The web has been blowing up over Dropxlife’s new mixtape, Furthur, and the hype is well deserved. The Weeknd affiliate’s mixtape is an easy-walking, slow-talking slice of instrumental R&B. The sound is slow motion with heavily treated vocal snippets bouncing off walls of bass jelly.
Dropxlife is a member of the XO crew along with the Weeknd and producer Illangelo. Casual fans probably won’t be familiar with him, but like the Weeknd and the rest of the XO crew, that’s probably the way he wants it. Finding a bio and background information on Dropxlife feels like searching for some forgotten artifact from ancient times. Mentions and snippets of information pop up here and there (he was thanked in the liner notes of Drake’s latest album Take Care and he co-produced the Weeknd track “Initiation” off Echoes of Silence) but for the most part, it’s a frustrating, fruitless search.

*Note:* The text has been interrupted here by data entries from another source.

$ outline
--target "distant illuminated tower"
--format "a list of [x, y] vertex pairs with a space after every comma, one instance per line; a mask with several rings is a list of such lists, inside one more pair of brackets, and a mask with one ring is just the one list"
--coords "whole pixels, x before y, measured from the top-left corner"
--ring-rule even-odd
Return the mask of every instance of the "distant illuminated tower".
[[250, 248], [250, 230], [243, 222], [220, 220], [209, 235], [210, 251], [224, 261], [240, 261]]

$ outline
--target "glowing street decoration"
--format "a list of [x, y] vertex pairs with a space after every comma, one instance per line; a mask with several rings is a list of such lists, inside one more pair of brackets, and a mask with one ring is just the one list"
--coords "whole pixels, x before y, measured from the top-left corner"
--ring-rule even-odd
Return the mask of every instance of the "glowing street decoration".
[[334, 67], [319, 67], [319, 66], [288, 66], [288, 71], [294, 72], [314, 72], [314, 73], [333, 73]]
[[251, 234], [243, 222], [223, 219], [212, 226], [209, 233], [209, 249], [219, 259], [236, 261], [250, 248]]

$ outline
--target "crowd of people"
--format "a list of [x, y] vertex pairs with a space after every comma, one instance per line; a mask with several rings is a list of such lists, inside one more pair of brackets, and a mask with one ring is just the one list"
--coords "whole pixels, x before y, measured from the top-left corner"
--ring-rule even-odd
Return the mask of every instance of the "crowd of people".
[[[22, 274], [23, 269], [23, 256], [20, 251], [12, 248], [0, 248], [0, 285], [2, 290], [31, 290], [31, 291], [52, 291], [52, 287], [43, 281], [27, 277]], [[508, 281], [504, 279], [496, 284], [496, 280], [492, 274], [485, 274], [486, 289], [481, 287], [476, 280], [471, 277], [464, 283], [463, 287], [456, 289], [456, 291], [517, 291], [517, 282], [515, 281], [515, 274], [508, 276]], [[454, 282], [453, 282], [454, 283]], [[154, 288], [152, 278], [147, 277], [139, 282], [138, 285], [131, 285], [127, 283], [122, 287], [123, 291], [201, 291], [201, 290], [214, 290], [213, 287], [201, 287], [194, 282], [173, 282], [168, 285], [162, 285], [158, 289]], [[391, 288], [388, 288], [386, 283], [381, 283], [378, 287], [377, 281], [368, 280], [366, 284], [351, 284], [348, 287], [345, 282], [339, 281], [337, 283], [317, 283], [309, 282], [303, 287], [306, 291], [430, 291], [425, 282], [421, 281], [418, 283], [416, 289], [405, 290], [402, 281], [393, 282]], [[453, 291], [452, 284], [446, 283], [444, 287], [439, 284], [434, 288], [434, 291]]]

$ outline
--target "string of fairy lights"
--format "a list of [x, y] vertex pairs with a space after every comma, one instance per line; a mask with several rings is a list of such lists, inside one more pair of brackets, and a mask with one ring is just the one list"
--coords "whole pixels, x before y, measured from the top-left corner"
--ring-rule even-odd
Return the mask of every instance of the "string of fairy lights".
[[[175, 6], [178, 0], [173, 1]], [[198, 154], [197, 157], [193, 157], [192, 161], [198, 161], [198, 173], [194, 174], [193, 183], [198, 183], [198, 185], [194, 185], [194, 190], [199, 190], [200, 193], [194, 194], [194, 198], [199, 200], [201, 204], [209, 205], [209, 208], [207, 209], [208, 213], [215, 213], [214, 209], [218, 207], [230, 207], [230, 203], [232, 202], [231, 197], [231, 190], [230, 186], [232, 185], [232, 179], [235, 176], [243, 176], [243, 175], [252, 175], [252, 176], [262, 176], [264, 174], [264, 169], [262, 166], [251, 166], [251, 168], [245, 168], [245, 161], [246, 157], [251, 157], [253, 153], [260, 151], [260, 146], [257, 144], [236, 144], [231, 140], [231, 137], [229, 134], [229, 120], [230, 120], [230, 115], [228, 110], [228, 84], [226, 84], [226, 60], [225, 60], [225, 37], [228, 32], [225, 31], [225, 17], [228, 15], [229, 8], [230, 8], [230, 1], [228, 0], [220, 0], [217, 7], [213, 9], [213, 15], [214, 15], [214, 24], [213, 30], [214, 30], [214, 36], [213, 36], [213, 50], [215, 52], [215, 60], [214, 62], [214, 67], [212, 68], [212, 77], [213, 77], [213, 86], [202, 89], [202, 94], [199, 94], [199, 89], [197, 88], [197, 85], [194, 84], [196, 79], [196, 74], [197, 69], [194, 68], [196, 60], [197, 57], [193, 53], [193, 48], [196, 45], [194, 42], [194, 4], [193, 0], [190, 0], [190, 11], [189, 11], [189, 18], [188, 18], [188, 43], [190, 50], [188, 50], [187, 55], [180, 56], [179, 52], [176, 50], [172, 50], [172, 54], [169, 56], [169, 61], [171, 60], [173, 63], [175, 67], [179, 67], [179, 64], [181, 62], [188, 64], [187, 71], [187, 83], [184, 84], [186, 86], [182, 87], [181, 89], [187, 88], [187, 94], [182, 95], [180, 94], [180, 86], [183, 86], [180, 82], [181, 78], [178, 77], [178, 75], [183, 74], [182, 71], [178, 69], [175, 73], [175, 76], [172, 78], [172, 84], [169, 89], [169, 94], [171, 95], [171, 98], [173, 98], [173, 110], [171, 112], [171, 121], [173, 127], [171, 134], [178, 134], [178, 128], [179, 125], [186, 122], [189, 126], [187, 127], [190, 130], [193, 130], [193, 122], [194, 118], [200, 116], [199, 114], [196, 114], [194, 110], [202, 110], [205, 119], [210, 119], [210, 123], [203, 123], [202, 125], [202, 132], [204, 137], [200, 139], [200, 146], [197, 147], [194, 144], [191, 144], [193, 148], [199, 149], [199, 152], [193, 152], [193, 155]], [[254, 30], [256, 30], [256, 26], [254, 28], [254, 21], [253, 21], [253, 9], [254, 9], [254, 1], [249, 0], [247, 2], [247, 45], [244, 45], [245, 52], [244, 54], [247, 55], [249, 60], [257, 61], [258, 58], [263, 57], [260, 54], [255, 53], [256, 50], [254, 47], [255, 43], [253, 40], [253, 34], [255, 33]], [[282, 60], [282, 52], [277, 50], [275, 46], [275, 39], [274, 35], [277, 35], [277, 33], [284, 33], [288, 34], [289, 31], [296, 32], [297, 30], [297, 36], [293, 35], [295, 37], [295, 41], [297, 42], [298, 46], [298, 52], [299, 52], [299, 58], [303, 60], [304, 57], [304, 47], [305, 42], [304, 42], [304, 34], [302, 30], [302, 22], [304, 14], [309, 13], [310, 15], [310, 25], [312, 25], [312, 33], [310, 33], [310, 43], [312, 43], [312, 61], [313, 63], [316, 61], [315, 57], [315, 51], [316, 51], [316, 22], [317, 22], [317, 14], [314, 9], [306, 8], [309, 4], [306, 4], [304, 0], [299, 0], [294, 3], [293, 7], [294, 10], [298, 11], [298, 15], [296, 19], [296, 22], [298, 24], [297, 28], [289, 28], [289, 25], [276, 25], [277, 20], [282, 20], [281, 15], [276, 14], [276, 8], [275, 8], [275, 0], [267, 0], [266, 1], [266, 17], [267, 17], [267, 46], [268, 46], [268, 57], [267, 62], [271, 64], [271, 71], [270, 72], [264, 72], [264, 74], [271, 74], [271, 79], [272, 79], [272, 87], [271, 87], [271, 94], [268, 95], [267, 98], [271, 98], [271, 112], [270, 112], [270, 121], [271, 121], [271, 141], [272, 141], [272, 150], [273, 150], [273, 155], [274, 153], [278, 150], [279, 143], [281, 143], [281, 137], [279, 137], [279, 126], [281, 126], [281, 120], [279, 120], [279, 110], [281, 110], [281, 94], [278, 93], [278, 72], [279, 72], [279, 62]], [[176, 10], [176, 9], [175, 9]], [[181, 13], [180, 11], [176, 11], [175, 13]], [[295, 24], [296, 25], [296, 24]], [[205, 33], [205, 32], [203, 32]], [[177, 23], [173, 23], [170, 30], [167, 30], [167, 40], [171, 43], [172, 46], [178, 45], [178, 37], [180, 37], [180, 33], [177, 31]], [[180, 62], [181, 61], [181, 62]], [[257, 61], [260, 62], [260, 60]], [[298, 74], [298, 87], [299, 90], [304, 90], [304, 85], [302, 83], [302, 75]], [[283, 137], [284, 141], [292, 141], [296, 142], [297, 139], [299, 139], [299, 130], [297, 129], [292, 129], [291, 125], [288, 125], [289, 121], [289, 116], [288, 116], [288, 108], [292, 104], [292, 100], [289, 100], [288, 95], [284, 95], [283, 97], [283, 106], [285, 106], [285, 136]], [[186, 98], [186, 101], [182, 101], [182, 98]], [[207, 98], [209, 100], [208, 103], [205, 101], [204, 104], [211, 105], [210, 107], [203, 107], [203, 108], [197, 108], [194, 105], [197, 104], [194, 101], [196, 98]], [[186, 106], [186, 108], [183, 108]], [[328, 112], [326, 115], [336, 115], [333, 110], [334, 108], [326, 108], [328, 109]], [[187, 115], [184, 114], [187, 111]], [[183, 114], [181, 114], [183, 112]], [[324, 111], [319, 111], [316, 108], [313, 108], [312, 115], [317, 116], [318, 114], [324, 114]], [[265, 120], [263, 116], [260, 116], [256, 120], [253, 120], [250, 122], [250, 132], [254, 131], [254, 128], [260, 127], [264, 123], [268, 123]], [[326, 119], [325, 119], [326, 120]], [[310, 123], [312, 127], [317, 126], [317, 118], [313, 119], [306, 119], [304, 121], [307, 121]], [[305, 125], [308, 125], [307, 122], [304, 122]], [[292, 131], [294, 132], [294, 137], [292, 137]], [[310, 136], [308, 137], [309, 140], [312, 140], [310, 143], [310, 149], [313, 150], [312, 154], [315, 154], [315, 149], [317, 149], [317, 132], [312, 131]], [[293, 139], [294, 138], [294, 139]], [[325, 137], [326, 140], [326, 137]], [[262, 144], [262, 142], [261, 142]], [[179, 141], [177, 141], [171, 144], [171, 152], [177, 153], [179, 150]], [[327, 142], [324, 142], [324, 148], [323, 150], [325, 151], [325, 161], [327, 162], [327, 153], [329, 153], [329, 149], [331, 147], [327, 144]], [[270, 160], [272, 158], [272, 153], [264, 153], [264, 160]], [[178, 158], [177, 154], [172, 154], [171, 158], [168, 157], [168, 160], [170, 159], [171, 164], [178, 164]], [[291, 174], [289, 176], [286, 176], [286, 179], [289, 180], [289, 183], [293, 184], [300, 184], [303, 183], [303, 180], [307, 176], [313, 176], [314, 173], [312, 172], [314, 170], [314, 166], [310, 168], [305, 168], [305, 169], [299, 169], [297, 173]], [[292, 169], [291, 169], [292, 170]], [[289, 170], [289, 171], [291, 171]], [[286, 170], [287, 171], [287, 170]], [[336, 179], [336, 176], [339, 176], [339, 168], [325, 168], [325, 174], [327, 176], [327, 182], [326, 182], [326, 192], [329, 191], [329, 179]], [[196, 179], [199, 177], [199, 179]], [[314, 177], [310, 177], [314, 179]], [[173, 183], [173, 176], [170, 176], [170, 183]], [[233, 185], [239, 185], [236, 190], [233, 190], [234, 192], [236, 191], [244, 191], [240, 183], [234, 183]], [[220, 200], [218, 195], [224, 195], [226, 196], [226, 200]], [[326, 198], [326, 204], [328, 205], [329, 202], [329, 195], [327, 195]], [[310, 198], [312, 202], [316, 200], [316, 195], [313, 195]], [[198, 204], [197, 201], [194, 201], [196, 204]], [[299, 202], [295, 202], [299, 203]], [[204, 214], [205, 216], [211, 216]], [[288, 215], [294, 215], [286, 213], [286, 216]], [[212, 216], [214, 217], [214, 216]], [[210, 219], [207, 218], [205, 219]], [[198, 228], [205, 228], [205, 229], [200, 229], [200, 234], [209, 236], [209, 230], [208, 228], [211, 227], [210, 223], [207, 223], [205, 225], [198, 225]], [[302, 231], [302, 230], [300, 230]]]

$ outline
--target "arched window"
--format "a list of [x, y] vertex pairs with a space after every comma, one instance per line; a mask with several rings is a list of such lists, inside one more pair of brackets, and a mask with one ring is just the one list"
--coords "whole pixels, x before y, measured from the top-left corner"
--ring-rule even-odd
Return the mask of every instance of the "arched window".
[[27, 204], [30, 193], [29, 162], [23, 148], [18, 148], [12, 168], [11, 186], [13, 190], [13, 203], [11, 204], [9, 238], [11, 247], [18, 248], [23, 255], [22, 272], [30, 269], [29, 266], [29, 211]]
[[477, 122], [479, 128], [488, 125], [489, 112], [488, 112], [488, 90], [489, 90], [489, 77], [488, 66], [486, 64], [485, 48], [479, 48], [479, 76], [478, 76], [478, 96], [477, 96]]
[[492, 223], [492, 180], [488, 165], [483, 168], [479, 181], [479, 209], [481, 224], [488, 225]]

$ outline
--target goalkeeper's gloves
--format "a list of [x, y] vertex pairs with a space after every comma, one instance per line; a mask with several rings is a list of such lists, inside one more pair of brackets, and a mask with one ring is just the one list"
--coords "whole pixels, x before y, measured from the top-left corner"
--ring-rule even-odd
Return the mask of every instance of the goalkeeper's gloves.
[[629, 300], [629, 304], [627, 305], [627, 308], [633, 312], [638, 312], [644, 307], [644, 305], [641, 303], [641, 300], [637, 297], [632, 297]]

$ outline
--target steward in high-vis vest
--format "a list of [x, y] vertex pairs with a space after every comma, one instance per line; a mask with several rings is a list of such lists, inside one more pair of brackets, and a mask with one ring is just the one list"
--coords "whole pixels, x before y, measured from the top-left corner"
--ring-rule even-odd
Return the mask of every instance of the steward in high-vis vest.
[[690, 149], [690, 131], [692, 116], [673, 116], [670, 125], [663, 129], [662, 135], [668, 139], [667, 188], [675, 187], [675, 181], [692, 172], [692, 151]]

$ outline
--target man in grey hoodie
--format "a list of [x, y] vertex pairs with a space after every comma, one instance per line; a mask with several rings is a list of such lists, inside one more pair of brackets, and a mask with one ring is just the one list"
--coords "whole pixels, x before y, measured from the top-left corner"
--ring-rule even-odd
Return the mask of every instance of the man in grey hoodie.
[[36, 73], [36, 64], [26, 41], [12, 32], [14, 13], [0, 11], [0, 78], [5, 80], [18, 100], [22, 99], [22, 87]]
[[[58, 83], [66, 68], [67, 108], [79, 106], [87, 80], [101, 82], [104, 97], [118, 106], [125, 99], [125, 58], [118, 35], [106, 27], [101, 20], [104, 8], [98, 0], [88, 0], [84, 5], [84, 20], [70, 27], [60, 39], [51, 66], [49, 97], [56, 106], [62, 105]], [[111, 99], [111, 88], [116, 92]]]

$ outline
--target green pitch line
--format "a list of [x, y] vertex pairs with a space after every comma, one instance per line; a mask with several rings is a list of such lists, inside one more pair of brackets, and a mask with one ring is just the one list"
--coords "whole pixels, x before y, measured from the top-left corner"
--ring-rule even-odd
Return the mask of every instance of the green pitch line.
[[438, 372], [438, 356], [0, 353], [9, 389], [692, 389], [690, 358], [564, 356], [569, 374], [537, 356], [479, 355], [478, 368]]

The mixtape opens with four thuds and a stomp of purple glitter and gold on “MADEXMEN.” With gently falling whispers, out-of-body vocal cadences and slow lurching beats, it’s a fitting opener to the album. The song introduces the album’s all-enveloping blend of psychedelic mood and atmosphere, but doesn’t give away all the tricks.
Dropxlife is the kind of producer who knows how to draw a listener in without stealing too much attention. Unlike The Weeknd, whose furtive confessions and shadowy glance demand the front-and-center spotlight, Furthur asks only for a little room to pulse and swell. It’s not the kind of album that will take you by storm and shove your face into the speakers. Furthur encircles, but it doesn’t constrict. It lulls a listener into a hazy atmosphere without flashing lights and alarm bells.
Since it’s very likely most readers are imagining The Weeknd sans vocals, I should clarify that Dropxlife isn’t the group’s main producer (that’d be Illangelo) and his work, though it may fit under the umbrella, certainly doesn’t sound like The Weeknd. It’s less threatening, less desperate, and somewhat more optimistic. I don’t hear the same dirty-minded desperation wriggling through the cracks of Furthur.
Listening to Furthur feels a bit like walking unfamiliar streets or an unseen path. It’s exciting to feel every curve in the pavement, step over unmarked stones and turn without a second thought. Every step comes closer to something new, but on this release the journey doesn’t exactly complete. Like a sidewalk to the sun or a river to the center of the Earth, you know there’s a destination, but it will always be an eternity away. Perhaps the next album might provide some closure, but this one leaves you looking down the path saying “I know we could go a little further.”